Çift gözle tek görmemizi sağlayan fani dünyadaki fani gözlerimizle, baki olan kudret-i sonsuz sanatkârımızı maddi âlemde göremememiz ne anlam ifade eder? Evet, sınırlı olan sınırsızı kavrayamaz. Küçücük bir metal kaynağının kıvılcımından kör olan bir çift insan gözü, sırr-ı imtihan için kendisini izleyen bir Vâcibu’l vücudu nasıl görmeye cüret edebilir ki? Önemli olan üç boyutlu görebilen gözlerimizin, bir sırra binaen âlemin diğer boyutlarındaki hadiseler üzerinde hükmeden Allah’ın (cc) varlığını ve birliğini idrak etmesi ve O’na (cc) ve Peygamberine (asm) itaat edebilmesidir.
Sanatkârı sanatının içinde olan bir sanat eseri var mıdır?
Kâinatın sinesinde serpilmiş olan varlık, canlı-cansız, tümü Allah’ın(cc) gücü ve kudretinin tecellileridir. Allah’ın kendilerine çizdiği hayat çizgisinin dışına çıkmaya hiçbir hayat sahibi varlık kalkışamaz. Tüm hayvanatın kendi hizmetine sunulduğu insan da, Allah’ın (cc) yeryüzünde misafiri olan yegâne şuur sahibi ve mübarek bir mahlûkudur.

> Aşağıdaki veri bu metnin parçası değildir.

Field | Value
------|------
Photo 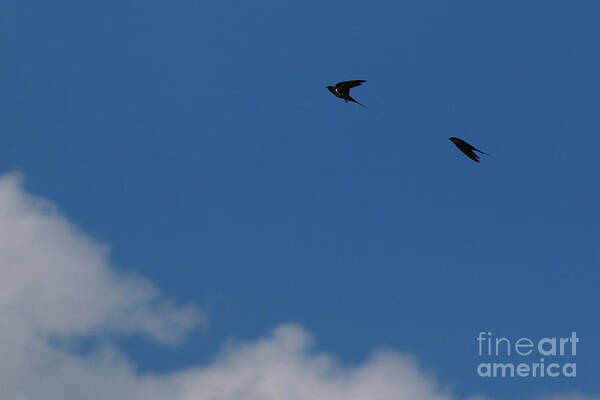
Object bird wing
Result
[335,79,366,91]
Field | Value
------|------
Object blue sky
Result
[0,0,600,399]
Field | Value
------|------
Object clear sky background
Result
[0,0,600,399]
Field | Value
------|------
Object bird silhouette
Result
[450,137,489,162]
[327,79,366,107]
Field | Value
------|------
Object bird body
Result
[327,79,366,107]
[449,137,489,162]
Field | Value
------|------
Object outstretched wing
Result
[335,79,366,91]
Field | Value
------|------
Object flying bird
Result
[450,137,489,162]
[327,79,366,107]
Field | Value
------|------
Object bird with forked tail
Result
[450,137,489,162]
[327,79,366,107]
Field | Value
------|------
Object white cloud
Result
[0,174,600,400]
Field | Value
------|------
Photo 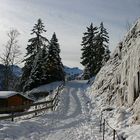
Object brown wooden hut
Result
[0,91,33,112]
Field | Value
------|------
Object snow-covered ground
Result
[0,81,140,140]
[0,81,100,140]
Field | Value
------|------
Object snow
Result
[0,81,100,140]
[0,91,18,99]
[87,19,140,140]
[0,20,140,140]
[27,81,63,94]
[64,66,83,79]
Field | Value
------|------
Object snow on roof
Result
[28,81,62,94]
[0,91,33,101]
[0,91,18,99]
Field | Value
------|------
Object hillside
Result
[87,19,140,140]
[0,64,22,90]
[64,66,83,80]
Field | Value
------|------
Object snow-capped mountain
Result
[64,66,83,80]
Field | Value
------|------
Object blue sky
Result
[0,0,140,68]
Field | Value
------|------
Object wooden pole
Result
[103,119,105,140]
[35,105,37,116]
[12,111,14,122]
[99,112,102,132]
[113,129,116,140]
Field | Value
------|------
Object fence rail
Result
[0,85,63,121]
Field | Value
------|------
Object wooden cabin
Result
[0,91,33,112]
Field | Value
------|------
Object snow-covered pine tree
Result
[81,23,98,79]
[43,33,65,83]
[98,22,110,65]
[26,46,46,90]
[20,19,48,91]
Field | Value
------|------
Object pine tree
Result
[43,33,65,83]
[99,22,110,65]
[26,49,44,90]
[81,22,110,79]
[20,19,48,91]
[81,23,98,79]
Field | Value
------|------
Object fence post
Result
[99,112,102,132]
[113,129,116,140]
[103,119,105,140]
[35,105,37,116]
[12,111,14,122]
[51,100,54,111]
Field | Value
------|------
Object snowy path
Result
[0,81,100,140]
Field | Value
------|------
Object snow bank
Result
[27,81,63,94]
[87,19,140,140]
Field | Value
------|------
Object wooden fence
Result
[99,110,122,140]
[0,85,63,121]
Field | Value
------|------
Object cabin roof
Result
[0,91,33,101]
[0,91,18,99]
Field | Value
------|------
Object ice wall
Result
[92,19,140,106]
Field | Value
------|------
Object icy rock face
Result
[91,19,140,106]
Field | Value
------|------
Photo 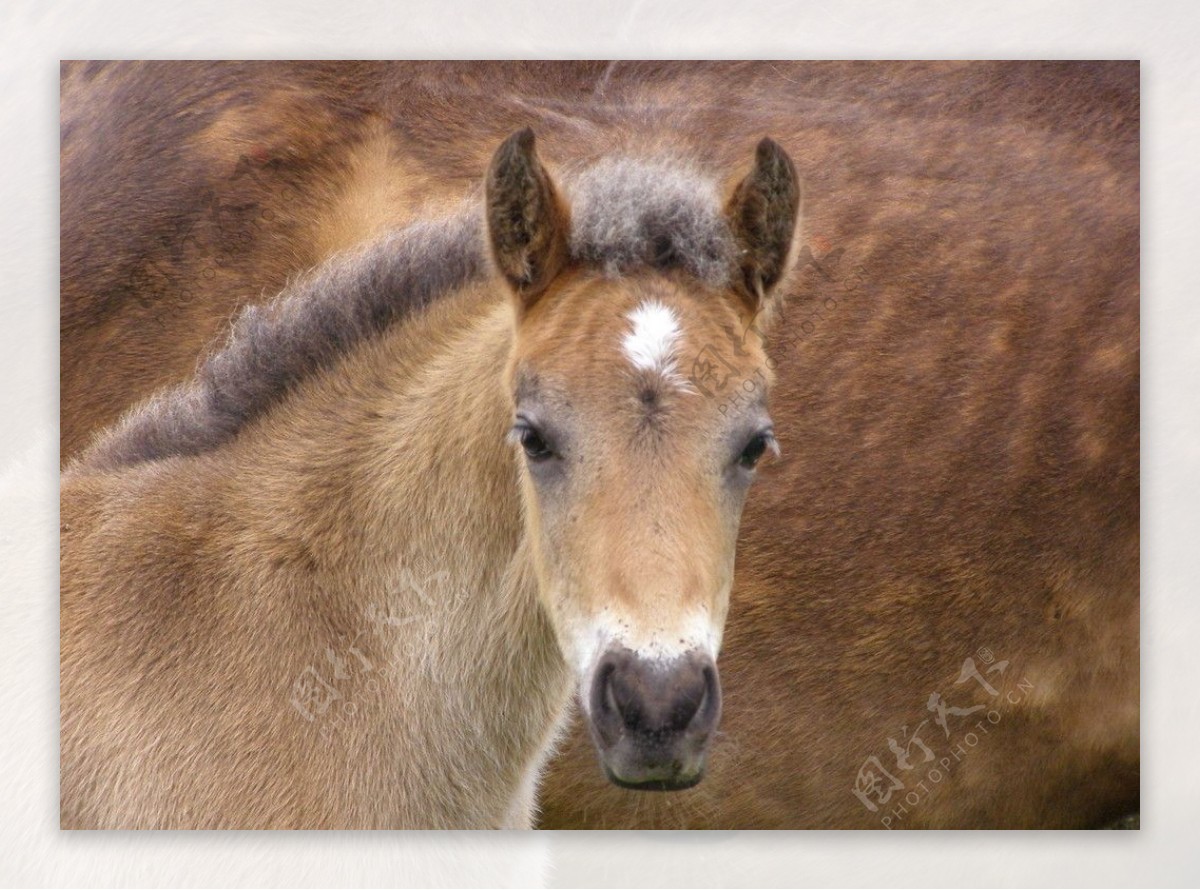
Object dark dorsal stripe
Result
[84,157,733,469]
[85,208,487,468]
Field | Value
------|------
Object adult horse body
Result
[62,64,1138,828]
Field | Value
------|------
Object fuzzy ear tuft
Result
[726,138,800,312]
[486,127,570,308]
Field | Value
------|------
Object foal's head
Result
[487,131,799,789]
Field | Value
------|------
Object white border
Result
[0,0,1200,886]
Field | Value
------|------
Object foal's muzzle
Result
[588,649,721,790]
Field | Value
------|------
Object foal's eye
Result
[517,427,554,461]
[738,429,775,470]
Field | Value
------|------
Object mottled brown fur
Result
[61,62,1139,828]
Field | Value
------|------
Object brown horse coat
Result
[61,62,1139,828]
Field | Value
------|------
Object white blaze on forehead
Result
[622,300,683,385]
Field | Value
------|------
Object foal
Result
[61,131,799,828]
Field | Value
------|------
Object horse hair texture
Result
[84,157,733,469]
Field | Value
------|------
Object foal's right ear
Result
[486,127,570,308]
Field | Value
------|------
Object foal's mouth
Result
[587,648,721,792]
[601,763,704,792]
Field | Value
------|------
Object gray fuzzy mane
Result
[84,158,732,469]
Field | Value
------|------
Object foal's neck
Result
[236,282,566,734]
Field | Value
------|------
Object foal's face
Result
[487,131,799,789]
[510,275,775,788]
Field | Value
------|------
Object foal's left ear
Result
[726,138,800,312]
[486,127,570,308]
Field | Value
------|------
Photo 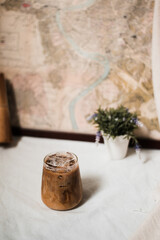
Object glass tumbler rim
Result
[43,150,78,173]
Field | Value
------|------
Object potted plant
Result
[88,106,142,159]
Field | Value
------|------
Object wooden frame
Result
[12,127,160,149]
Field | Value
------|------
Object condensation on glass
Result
[41,152,82,210]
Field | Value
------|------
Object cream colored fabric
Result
[0,137,160,240]
[132,203,160,240]
[152,0,160,127]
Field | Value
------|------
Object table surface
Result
[0,137,160,240]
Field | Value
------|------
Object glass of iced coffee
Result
[41,152,82,210]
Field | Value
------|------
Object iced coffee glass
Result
[41,152,82,210]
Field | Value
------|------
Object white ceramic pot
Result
[102,135,129,160]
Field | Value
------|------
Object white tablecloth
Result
[0,137,160,240]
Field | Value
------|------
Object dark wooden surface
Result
[12,127,160,149]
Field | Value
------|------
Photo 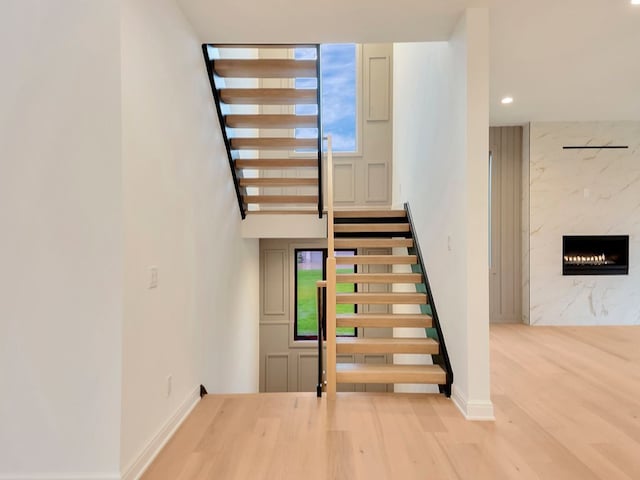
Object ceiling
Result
[178,0,640,125]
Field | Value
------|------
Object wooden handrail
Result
[316,280,327,398]
[326,135,336,400]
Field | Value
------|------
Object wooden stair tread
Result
[230,137,318,150]
[336,292,427,305]
[336,337,440,355]
[240,178,318,187]
[333,223,411,233]
[213,59,317,78]
[224,114,318,128]
[220,88,318,105]
[333,210,407,218]
[235,158,318,170]
[336,273,422,283]
[336,313,433,328]
[336,255,418,265]
[336,363,447,385]
[243,195,318,204]
[334,238,413,248]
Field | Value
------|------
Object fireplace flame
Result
[564,253,613,265]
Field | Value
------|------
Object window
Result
[295,43,358,152]
[294,248,356,340]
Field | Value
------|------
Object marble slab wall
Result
[523,122,640,325]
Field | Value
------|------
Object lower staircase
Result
[327,207,453,396]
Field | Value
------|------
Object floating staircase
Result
[328,206,453,396]
[202,45,323,218]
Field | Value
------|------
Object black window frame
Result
[293,247,358,342]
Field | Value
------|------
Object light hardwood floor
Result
[144,325,640,480]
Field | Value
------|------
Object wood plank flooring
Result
[143,325,640,480]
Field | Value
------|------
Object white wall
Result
[525,122,640,325]
[393,9,493,418]
[121,0,258,475]
[0,0,122,479]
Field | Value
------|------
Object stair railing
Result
[316,280,327,398]
[326,135,336,400]
[404,203,453,397]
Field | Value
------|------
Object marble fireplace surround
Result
[523,122,640,325]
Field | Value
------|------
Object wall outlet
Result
[149,265,158,288]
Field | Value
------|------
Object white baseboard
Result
[0,472,120,480]
[122,386,200,480]
[451,385,496,422]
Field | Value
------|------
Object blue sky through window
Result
[295,43,357,152]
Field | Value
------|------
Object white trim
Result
[451,385,496,422]
[122,386,200,480]
[0,473,120,480]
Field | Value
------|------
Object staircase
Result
[202,45,323,219]
[327,210,453,396]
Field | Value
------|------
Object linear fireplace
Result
[562,235,629,275]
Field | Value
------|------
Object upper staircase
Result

Memurlar emir altında olanlardır. İtaat etmeyen memurlar memurluktan azledilirler. Âmir, emir verebilendir. Şu âlemin zerresinden güneşlerine kadar hükmedemeyen, kendi emri altına alamayanlar kim varsa tümü memurdur. Dünyada hükümdar da olsa, köle de olsa ölümü öldüremeyen, kabir kapısını kapatamayan, sınırsız sayıdaki iç ve dış düşmanlara karşı koyamayan kim varsa, tümü Allah’ın (cc) emrine itaatle mecbur tutulan aciz ve fâni birer memurdur.
Öyle ya padişahlara ne demiş mana büyükleri:
“Gururlanma padişahım, senden büyük Allah var.“
Unutmayalım ki, Allah(cc) haddi aşanları sevmez.